In the largest demonstration in Wisconsin’s history, over 100,000 workers, farmers and students marched in the state capital of Madison, Saturday, against attacks on unions and cuts to education, health care and other services. The day before, Gov. Walker had signed into law his “budget repair bill,” stripping most of Wisconsin’s 300,000 public employees of collective bargaining rights.
Class War
The media and politicians never use the words “working class,” and seldom even mention poverty or homelessness. The unions, too, are infatuated with the delusion that we live in a monolithic middle class nation. Such misrepresentation of reality only serves the interests of the ruling class. It distracts attention from their aggressive attacks on the living standards of the poor and working and middle classes, and it diffuses working class solidarity and militancy against ruling class power.
Despite the unions’ pathetic capitulations and class betrayals, the militancy of the demonstrators has grown, with increasing numbers of workers recognizing that their protests are part of the class struggle. Chants and signs have referenced general strikes, class war, taxing the rich, and reversing the wage and benefits cuts.
Class Traitors
Wisconsin’s mainstream unions quickly threw in the towel and completely surrendered to the Republicans, both by conceding to Walker’s demands for pay and benefits cuts and by telling workers to behave themselves and to go back to work. Indeed, they have been actively working to divert worker rage and solidarity by redirecting their energy into a vapid campaign to recall the Republicans and bolster the Democrats in the state legislature. The 14 Democrats who had fled the state in order to delay the union-busting were treated like heroes by the unions despite the fact that they had presided over the deepest spending cuts in state history—hardly the behavior of real working class heroes, (but a good indication of the unions’ true allegiances). In fact, the Democrats joined the unions in their demands that the protesters return to work and focus on the ballot box.

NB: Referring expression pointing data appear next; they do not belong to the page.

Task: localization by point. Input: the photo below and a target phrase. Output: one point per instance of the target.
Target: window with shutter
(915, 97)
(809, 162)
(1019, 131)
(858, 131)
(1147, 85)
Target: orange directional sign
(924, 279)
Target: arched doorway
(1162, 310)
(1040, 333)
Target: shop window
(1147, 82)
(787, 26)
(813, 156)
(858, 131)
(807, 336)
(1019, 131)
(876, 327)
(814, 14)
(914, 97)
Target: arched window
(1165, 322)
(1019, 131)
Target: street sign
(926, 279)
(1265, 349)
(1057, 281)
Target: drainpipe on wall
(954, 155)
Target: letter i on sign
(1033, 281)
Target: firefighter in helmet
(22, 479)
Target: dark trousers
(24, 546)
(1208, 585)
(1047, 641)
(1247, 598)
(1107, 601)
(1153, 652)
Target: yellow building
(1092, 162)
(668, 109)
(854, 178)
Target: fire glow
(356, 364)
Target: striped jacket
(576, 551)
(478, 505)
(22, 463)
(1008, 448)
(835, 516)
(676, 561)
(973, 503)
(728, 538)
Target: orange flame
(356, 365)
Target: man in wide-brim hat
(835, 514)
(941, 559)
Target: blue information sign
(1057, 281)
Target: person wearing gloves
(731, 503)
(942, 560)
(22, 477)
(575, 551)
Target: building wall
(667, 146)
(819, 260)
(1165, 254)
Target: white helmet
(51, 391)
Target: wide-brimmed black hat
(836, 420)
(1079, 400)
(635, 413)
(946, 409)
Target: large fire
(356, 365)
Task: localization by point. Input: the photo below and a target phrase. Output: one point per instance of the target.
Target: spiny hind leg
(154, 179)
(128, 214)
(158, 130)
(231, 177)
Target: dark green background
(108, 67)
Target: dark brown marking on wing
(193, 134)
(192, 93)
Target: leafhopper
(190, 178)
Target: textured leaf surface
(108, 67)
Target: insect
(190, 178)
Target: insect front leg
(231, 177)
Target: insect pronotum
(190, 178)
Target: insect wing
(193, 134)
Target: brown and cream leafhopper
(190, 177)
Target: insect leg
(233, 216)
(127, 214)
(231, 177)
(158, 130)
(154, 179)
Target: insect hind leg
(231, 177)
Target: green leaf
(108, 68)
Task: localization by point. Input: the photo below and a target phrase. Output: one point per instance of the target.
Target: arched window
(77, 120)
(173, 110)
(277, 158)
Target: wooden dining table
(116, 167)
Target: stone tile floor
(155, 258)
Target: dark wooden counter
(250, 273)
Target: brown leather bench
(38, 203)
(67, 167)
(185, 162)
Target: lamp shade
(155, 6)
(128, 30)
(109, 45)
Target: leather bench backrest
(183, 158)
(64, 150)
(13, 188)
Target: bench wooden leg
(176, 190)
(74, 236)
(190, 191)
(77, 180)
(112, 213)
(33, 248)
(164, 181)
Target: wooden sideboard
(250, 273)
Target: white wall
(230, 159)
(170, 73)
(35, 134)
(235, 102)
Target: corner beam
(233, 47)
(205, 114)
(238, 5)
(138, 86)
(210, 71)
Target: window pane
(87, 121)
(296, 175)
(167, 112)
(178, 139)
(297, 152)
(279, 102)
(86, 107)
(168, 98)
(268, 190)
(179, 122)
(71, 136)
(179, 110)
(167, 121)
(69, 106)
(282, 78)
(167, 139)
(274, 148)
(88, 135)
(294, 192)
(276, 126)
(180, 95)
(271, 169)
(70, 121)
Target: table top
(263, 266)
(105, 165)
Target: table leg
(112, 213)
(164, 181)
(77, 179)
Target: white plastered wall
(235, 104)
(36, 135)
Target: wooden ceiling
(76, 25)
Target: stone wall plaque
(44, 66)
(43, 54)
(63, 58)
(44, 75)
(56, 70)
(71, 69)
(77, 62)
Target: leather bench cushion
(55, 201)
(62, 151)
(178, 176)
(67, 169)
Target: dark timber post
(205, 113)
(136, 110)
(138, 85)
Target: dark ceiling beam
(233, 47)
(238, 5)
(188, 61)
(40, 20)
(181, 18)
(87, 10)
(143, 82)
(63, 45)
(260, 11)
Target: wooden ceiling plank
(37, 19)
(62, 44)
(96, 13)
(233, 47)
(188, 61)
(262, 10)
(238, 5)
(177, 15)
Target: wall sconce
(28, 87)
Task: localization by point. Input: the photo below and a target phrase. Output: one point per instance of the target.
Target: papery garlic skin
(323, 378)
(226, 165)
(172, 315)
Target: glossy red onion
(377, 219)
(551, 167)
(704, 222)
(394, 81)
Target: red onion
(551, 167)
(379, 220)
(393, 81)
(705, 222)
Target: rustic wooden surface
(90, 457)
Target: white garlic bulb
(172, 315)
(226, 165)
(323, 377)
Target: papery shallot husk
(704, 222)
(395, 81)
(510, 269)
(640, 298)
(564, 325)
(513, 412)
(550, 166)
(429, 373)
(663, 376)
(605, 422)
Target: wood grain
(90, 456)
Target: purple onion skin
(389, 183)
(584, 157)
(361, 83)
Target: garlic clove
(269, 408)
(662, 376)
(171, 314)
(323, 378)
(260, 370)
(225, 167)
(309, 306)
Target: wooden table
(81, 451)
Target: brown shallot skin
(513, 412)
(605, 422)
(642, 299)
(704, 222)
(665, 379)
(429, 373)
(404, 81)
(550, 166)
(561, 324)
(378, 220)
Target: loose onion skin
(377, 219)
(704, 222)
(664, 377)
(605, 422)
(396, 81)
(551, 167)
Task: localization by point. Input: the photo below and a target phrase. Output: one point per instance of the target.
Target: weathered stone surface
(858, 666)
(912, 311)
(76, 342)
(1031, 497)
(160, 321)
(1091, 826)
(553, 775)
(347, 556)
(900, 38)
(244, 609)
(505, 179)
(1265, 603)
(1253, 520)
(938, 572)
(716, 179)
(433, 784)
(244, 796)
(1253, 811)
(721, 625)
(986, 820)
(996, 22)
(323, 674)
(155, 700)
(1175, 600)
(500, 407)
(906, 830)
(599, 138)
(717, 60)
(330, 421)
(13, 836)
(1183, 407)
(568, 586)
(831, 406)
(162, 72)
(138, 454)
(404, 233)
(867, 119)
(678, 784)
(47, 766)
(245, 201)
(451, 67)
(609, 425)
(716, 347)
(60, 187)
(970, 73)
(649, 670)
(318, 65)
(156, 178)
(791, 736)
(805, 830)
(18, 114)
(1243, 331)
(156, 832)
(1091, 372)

Why would the union leaders so brazenly betray their own members? The most important reason is self-preservation. In order to maintain their 6-figure salaries and their sleazy relationships with Democratic lawmakers they need to preserve the automatic dues check-off that funnels money directly from workers’ paychecks into their coffers, and indirectly into the hands of lawmakers. Proof of this can be seen in the cowardly and desperate contract signed by Madison Teachers Inc. on Saturday. The union, which represents 2,700 teachers and other school employees, conceded to a wage freeze, increased health premiums, and increased out-of-pocket pension contributions equal to those demanded by Walker, in exchange for a temporary continuation of the automatic dues check-off (under Walker’s bill such deductions are prohibited once existing agreements expire).
Unions Stupidly Insist On Playing Losing Game
While the unions continue to act as though the political game is the only game in town, they have already been ejected and sent home, at least in Wisconsin. Without the automatic dues check-off, unions will be severely limited in their fundraising efforts, thus hampering their efforts at kicking the Republicans out of office. Even with the dues check-off, unions cannot compete with the bottomless purses of corporations. In 2009-2010, corporations outspent unions by 13 to 1 in Wisconsin.
To add insult (and what should be seen as humiliation) to injury, Wisconsin Senate Majority Leader Scott Fitzgerald made it abundantly clear that the goal was to eviscerate the union-Democratic Party machine. “If we win this battle, and the money is not there under the auspices of the union, what you're going to find is President Obama's going to have a much more difficult time getting elected and winning the state of Wisconsin.”